Unexpectedly the old Truly was back.
“I don’t want your packet!” She screamed as she ripped the pack into several pieces and threw them at the front of the bus.
She abruptly ran on the bus leaving Buster Rector and Donna looking bewildered at one another.
It turned out Truly didn’t want her parents to know about her becoming a Christian because she was afraid that they would no longer allow her to attend church.
It took some work, Brother B remembered, but eventually Truly Turnaround was baptized and continued to ride the bus to church. She had grown into a fine Christian young lady and last year, with the help of some of the deacons, started to attend Bible College. Her whole life had been rewritten because of this old bus - the one Buster Rector was working on this Saturday afternoon - and some faithful folks like Donna Devoted.

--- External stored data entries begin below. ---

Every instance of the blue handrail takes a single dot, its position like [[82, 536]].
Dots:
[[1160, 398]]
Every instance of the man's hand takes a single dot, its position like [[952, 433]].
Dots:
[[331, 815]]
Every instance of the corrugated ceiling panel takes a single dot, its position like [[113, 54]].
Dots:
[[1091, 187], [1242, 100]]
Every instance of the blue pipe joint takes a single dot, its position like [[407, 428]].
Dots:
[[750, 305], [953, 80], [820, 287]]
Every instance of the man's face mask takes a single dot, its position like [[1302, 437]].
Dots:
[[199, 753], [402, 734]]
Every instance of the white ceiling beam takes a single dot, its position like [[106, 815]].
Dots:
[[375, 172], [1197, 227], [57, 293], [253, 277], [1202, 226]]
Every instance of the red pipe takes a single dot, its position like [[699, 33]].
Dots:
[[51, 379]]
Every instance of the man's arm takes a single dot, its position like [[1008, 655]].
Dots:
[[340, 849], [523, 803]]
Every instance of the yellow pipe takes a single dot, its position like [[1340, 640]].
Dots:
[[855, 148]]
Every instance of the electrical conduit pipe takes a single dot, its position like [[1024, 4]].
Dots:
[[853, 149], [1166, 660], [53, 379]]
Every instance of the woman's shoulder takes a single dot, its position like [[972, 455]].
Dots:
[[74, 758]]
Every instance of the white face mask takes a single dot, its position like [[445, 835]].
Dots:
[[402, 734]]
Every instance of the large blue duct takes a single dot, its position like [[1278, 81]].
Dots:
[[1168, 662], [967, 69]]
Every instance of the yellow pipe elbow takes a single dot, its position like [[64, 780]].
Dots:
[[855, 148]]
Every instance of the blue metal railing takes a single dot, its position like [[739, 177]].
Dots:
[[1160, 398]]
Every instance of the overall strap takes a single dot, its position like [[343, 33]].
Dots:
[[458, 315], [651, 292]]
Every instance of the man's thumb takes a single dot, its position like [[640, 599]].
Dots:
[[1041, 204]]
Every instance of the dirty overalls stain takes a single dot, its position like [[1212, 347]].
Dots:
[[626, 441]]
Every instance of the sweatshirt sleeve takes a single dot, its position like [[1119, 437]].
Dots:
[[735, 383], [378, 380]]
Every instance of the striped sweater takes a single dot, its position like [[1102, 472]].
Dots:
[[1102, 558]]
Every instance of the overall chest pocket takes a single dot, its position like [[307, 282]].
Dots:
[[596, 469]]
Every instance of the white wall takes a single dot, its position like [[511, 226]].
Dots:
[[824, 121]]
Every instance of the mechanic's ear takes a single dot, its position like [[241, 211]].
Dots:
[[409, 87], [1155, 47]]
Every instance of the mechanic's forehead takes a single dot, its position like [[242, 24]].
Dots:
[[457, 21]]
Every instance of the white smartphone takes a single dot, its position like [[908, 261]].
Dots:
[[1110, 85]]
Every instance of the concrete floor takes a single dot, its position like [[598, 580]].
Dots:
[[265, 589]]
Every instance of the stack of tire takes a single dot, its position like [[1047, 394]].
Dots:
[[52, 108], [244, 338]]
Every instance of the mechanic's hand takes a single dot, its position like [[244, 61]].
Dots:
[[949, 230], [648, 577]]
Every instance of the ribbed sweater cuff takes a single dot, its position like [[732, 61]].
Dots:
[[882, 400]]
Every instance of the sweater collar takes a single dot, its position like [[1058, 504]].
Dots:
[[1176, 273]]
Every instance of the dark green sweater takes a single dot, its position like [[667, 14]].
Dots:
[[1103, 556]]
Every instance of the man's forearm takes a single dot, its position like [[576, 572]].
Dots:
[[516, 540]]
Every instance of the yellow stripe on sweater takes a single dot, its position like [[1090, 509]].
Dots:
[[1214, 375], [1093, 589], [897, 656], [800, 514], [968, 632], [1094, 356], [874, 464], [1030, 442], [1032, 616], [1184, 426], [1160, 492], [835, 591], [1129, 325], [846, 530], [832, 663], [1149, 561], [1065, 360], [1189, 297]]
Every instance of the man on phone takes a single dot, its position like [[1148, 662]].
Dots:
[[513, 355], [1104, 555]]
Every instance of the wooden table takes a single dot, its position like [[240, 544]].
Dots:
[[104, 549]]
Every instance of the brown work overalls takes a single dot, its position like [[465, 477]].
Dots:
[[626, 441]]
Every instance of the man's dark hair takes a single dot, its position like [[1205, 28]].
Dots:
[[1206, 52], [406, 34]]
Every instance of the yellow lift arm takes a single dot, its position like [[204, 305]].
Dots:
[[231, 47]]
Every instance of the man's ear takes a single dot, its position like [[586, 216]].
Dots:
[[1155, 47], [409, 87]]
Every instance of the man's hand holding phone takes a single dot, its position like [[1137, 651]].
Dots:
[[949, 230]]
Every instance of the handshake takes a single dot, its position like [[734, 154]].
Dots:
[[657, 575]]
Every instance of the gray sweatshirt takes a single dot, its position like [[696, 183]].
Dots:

“But that still doesn’t answer how this got inside that muffler. I mean, it’s infeasible that a piece of paper torn up years ago would somehow make its way into a muffler. There is simply no way this could possibly happen unless . . . unless God put it there.”
As Buster Rector finished putting the new muffler on, he pondered that very thought. And that thought led to other thoughts.
“Maybe God had put the paper in there. Maybe I needed to be reminded that God is still in control. Maybe I am right where I’m supposed to be. Maybe I am doing exactly what God wants me to be doing. Maybe I forgot that it is God that directs my paths and not me. Maybe I’m just a little too big for my britches. Maybe . . .”
“Whoa!” Brother B said out loud. “This is all too impossible. It is just too much to think about!”
But it wouldn’t be the last time Buster Rector thought about the Saturday afternoon he put a new muffler on Bus #3.